An artificial Christmas tree in the centre of Belgrade has been getting more jeers than cheers this holiday season – given that its reported price tag of 83,000 euros would make it one of the most expensive in the world. The 18-metre tall tree, decorated with 200 red plastic ornaments and 40 candlewick red-gold ribbons, stands in the main pedestrian zone in Serbia’s capital and has sparked a furious public reaction and accusations of corruption. “In the city budget for this and next year there are a lot of scandalous things, and the Christmas tree is only the tip of the iceberg,” Nikola Jovanovic, from the opposition People’s Party, told Beta news agency. Jovanovic said the tree was just one example of financial abuse by city authorities after the investigative website Pistaljka revealed the cost of almost 10 million dinars (83,000 euros, USD 98,000).
Belgrade Mayor Sinisa Mali, a close ally of Serbian President Aleksandar Vucic, initially refused to talk to reporters about the tree, but later said he was going to cancel the contract – which Pistaljka reported had been signed three days after the tree was installed. “I was surprised with the amount. We have been working completely transparently and publicly for three and a half years. We did not hide anything,” Mali told reporters. The revelation about the tree’s cost has led to the public prosecutor’s office launching a probe into the case but that hasn’t quelled the outrage, with many mocking the price. “Believe it or not: the city of Belgrade paid whooping 83,000 EUR for its Christmas tree!!! No, it does not boil eggs, it does not clean the house, and frankly it looks like crap,” Marko Kmezic complained on Twitter. “Such a tree would be a reason for stormy protests anywhere in a normal world,” Uros Stojiljkovic wrote on Facebook. The opposition Democratic Party (DS) also spoke out against the cost and invited Belgraders to leave “wishes” worth 83,000 euros near the pricey tree. “We want cheaper Christmas trees,” read one message. “I want to visit Thailand,” someone else wrote, while another requested a “raincoat XL size for my dog”.
All of the messages had the hashtag #83000wishes.
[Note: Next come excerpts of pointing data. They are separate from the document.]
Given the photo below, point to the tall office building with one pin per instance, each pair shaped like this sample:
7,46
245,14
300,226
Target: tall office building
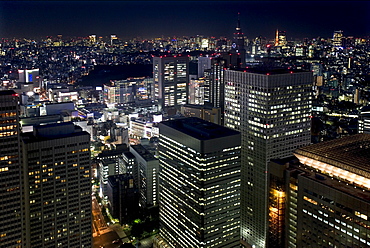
146,175
280,38
204,63
337,38
56,165
322,199
333,197
171,77
199,184
237,52
271,108
11,202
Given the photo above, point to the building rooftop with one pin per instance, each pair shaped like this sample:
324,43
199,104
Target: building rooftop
144,153
351,153
199,129
270,70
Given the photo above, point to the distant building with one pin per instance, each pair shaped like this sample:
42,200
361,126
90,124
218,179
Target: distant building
196,91
271,108
338,38
204,63
147,175
170,78
11,177
364,120
324,199
280,39
203,112
56,165
122,195
109,164
199,184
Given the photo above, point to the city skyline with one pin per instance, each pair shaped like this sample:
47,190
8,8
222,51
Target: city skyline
150,19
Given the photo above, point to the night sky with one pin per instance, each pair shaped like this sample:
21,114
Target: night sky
150,19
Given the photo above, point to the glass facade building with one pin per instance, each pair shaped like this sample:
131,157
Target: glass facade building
271,109
171,78
11,203
199,184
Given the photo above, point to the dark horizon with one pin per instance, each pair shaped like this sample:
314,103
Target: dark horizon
151,19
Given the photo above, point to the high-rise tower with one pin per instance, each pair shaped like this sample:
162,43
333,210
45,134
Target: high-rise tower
11,195
236,55
238,43
170,78
199,184
271,109
56,166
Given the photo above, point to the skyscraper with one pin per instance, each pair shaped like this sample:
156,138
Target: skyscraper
199,184
337,38
280,38
56,167
322,199
170,77
237,52
11,195
271,109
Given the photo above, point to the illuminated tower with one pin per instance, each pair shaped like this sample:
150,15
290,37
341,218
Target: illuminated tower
199,184
237,52
10,172
271,109
337,38
171,77
56,165
280,38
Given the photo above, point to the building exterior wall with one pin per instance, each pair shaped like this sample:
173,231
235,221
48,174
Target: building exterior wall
58,208
272,113
11,194
199,188
171,78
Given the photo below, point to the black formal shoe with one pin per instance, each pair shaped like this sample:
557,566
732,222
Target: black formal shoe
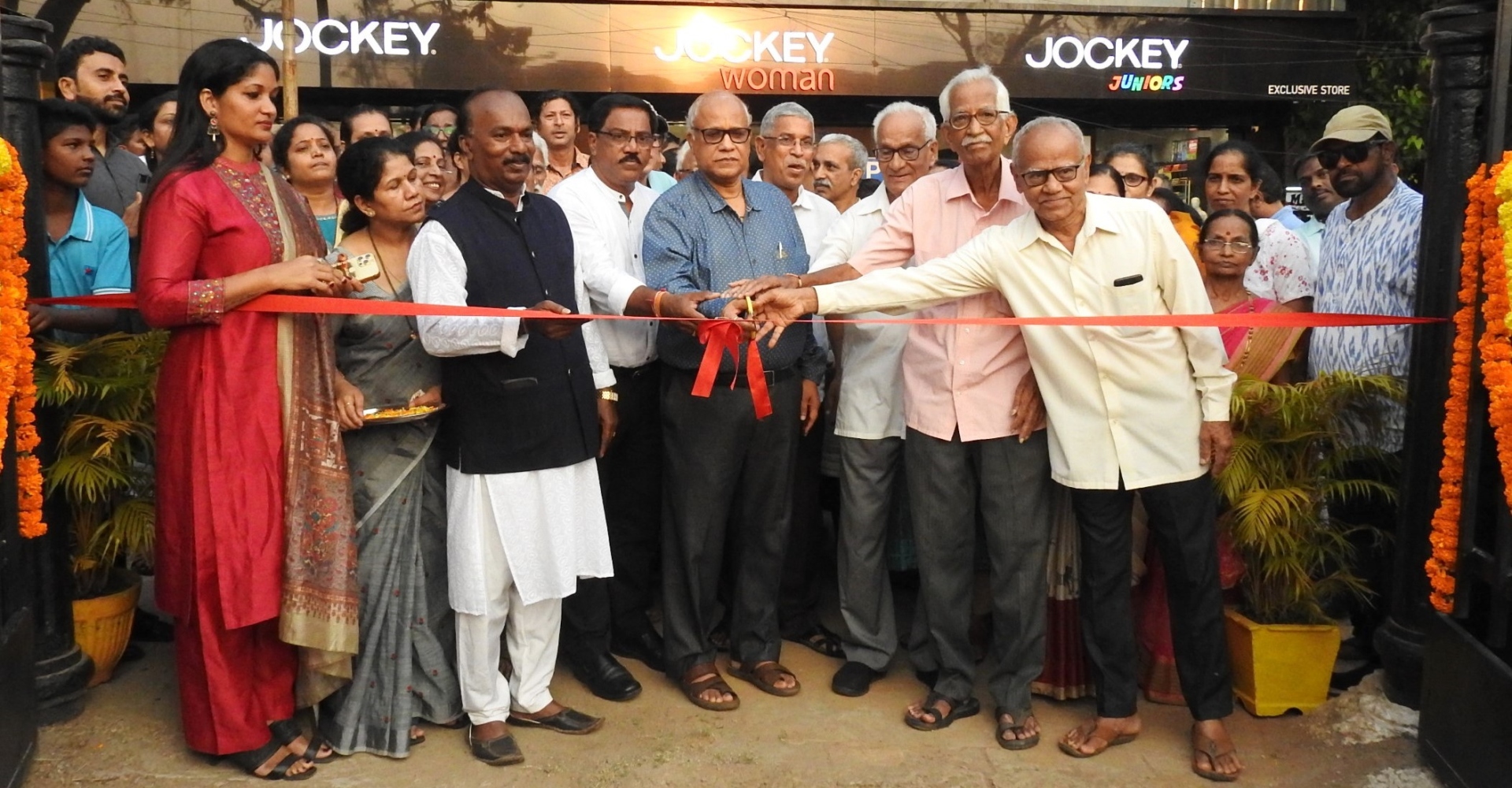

The tree was purchased from a company that has been renting New Year lighting to the city of Belgrade for years for very high prices, according to local media reports. The city authorities, controlled by the ruling Serbian Progressive Party, have regularly been criticised for installing the festive lighting in early autumn and leaving it on display until February. But in the end the Christmas tree jeers have produced a little bit of cheer. The company has agreed to cancel this year’s contract for the tree and said it will donate the proceeds to Belgrade “to contribute to New Year decorations for the capital”.